- Theatrical release poster
- Directed by: Terry George
- Written by: Terry George Jim Sheridan
- Produced by: Jim Sheridan Arthur Lappin Edward Burke
- Starring: Helen Mirren; Fionnula Flanagan; Aidan Gillen;
- Cinematography: Geoffrey Simpson
- Edited by: Craig McKay
- Music by: Bill Whelan
- Production company: Castle Rock Entertainment
- Distributed by: Columbia Pictures (Select territories) Rank-Castle Rock/Turner (United Kingdom)
- Release date: December 25, 1996;
- Running time: 112 minutes
- Countries: Ireland United States
- Language: English
- Box office: $1.9 million (US/UK)

= Some Mother's Son =

Some Mother's Son is a 1996 Irish-American film written and directed by Irish filmmaker Terry George, co-written by Jim Sheridan, and based on the true story of the 1981 hunger strike in the Maze Prison, in Northern Ireland. Provisional Irish Republican Army (IRA) prisoner Bobby Sands (played by John Lynch) led a protest against the treatment of IRA prisoners, claiming that they should be treated as prisoners of war rather than criminals. The mothers of two of the strikers, played by Helen Mirren and Fionnula Flanagan, fight to save their sons' lives. When the prisoners go on hunger strike and become incapacitated, the mothers must decide whether to abide by their sons' wishes, or to go against them and have them forcibly fed.

Helen Mirren and John Lynch had already acted together in the 1984 Troubles-related film Cal.

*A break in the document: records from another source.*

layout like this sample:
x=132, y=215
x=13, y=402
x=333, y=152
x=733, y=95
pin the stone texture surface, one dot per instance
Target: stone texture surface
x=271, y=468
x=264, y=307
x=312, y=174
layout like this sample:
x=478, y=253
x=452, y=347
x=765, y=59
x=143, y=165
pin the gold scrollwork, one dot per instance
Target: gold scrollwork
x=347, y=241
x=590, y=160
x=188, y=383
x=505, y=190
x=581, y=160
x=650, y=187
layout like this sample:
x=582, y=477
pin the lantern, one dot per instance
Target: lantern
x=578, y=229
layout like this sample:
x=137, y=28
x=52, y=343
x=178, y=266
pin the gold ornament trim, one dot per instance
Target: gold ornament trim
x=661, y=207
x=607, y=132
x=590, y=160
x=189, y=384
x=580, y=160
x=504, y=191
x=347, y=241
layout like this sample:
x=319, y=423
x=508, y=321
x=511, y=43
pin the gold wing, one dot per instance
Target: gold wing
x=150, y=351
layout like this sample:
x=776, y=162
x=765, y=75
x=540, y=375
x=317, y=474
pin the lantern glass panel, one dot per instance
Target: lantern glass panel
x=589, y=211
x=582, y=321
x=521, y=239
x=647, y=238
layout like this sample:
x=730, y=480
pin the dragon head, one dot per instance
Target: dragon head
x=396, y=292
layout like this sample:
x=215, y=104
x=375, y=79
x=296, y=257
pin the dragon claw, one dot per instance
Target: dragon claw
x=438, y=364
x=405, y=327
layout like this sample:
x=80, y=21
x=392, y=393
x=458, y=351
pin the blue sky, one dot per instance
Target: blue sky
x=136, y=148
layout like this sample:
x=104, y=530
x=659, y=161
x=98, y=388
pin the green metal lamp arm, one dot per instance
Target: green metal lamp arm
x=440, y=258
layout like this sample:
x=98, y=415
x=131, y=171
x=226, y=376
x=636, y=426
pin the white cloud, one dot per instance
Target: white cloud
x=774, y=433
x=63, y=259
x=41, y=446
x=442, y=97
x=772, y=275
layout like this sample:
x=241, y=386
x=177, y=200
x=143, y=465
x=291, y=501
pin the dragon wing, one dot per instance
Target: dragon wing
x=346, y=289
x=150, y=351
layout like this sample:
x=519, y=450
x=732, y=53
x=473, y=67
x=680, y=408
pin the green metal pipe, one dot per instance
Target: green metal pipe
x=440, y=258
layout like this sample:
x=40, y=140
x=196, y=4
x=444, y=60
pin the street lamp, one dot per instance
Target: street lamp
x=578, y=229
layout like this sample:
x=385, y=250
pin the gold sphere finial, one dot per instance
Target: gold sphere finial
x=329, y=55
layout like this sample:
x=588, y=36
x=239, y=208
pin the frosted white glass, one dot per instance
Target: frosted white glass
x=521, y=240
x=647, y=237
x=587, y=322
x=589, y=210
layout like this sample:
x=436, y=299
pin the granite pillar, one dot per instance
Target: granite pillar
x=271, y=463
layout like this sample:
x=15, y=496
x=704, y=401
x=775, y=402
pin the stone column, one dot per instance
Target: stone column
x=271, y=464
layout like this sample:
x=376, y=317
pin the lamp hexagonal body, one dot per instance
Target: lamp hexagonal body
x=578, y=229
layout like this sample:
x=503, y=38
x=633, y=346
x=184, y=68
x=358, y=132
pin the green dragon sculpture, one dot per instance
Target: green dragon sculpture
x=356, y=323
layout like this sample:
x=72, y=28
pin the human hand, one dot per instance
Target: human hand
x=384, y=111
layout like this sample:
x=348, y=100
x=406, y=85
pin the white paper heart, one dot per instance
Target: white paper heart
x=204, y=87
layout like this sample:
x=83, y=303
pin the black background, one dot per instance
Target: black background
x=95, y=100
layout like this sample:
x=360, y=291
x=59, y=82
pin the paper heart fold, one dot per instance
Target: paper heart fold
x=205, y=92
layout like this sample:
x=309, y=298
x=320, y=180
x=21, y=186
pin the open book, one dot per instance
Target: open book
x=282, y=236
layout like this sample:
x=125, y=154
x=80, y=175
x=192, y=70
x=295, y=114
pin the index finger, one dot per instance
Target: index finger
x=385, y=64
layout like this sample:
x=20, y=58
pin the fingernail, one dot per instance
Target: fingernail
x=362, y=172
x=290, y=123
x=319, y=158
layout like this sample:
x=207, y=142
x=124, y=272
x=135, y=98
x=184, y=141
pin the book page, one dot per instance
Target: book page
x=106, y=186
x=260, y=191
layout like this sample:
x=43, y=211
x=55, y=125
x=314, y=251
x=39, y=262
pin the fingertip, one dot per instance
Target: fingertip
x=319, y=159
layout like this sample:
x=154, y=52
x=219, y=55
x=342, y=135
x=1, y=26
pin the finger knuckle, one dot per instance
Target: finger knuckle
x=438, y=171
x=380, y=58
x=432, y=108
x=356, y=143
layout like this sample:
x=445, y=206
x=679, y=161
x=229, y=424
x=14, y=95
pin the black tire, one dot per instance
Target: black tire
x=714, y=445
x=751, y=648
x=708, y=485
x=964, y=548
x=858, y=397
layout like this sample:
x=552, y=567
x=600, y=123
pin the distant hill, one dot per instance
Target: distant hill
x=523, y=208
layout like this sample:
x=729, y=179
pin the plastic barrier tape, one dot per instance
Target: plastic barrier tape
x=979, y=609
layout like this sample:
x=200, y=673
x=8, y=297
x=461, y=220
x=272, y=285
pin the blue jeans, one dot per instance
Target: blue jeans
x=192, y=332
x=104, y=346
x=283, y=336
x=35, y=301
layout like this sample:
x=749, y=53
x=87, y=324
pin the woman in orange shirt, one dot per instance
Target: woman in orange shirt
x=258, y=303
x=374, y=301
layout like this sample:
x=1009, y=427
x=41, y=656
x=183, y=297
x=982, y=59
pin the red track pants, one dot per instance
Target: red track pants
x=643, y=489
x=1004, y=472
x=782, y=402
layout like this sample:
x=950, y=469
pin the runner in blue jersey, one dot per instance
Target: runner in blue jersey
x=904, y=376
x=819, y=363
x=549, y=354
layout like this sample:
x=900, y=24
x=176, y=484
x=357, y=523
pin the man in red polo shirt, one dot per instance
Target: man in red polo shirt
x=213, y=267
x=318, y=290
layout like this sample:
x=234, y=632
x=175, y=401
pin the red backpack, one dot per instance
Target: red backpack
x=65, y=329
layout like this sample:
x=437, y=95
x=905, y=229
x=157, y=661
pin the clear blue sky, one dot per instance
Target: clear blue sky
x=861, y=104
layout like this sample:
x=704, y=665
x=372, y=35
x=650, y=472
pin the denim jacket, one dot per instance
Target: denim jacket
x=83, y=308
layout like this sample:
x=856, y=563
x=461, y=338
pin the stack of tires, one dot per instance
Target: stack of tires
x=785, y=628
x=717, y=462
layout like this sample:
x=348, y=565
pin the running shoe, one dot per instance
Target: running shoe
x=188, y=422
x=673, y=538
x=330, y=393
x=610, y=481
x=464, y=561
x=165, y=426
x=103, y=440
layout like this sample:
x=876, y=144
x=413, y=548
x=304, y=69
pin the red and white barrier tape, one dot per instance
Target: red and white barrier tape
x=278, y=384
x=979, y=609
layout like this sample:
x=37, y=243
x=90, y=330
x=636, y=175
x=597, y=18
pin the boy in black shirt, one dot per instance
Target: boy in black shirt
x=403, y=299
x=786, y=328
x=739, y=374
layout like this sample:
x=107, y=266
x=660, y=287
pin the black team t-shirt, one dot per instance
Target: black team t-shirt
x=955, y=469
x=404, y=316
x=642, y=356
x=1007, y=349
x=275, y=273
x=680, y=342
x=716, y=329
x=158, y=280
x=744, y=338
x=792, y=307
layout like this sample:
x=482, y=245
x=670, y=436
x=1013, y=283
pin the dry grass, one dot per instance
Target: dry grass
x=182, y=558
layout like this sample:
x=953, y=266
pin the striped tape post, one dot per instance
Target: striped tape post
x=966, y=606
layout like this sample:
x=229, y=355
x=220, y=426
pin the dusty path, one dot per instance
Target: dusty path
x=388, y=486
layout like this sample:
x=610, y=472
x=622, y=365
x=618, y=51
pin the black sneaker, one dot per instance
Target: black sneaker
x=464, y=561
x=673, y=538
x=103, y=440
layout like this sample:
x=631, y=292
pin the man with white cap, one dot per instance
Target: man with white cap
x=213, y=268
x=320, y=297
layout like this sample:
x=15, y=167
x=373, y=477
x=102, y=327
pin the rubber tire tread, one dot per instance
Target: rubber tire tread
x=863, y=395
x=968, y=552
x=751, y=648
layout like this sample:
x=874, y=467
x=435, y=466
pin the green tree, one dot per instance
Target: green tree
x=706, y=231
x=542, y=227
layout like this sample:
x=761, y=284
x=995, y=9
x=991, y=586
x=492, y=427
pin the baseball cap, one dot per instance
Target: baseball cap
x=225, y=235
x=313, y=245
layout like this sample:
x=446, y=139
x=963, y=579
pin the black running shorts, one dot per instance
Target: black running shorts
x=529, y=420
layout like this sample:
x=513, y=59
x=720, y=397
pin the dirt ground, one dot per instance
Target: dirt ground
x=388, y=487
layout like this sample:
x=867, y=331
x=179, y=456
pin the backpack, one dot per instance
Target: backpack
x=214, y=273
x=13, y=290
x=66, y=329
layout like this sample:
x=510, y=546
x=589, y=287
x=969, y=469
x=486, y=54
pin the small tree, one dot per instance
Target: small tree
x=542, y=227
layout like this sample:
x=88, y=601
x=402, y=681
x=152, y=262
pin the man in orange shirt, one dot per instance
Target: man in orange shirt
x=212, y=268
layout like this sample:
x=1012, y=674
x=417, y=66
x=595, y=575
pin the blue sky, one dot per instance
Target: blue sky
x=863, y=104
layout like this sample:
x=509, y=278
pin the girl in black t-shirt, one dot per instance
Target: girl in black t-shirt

The film was screened in the Un Certain Regard section at the 1996 Cannes Film Festival.

==Cast==
- Helen Mirren as Kathleen Quigley
- Fionnula Flanagan as Annie Higgins
- Aidan Gillen as Gerard Quigley
- David O'Hara as Frank Higgins
- John Lynch as Bobby Sands
- Tom Hollander as Farnsworth
- Tim Woodward as Harrington
- Ciarán Hinds as Danny Boyle
- Geraldine O'Rawe as Alice Quigley
- Gerard McSorley as Father Daly
- Dan Gordon as Inspector McPeake
- Grainne Delany as Theresa Higgins
- Ciarán Fitzgerald as Liam Quigley
- Robert Lang as Government Minister
- Oliver Maguire as Frank Maguire
- Stephen Hogan as Young Turk
- Anthony Brophy as Prisoner's Leader
- Myles Walsh as Man at Church door

==Reception==
The film grossed £778,960 ($1.2 million) in the United Kingdom and Ireland and $671,437 in the United States and Canada.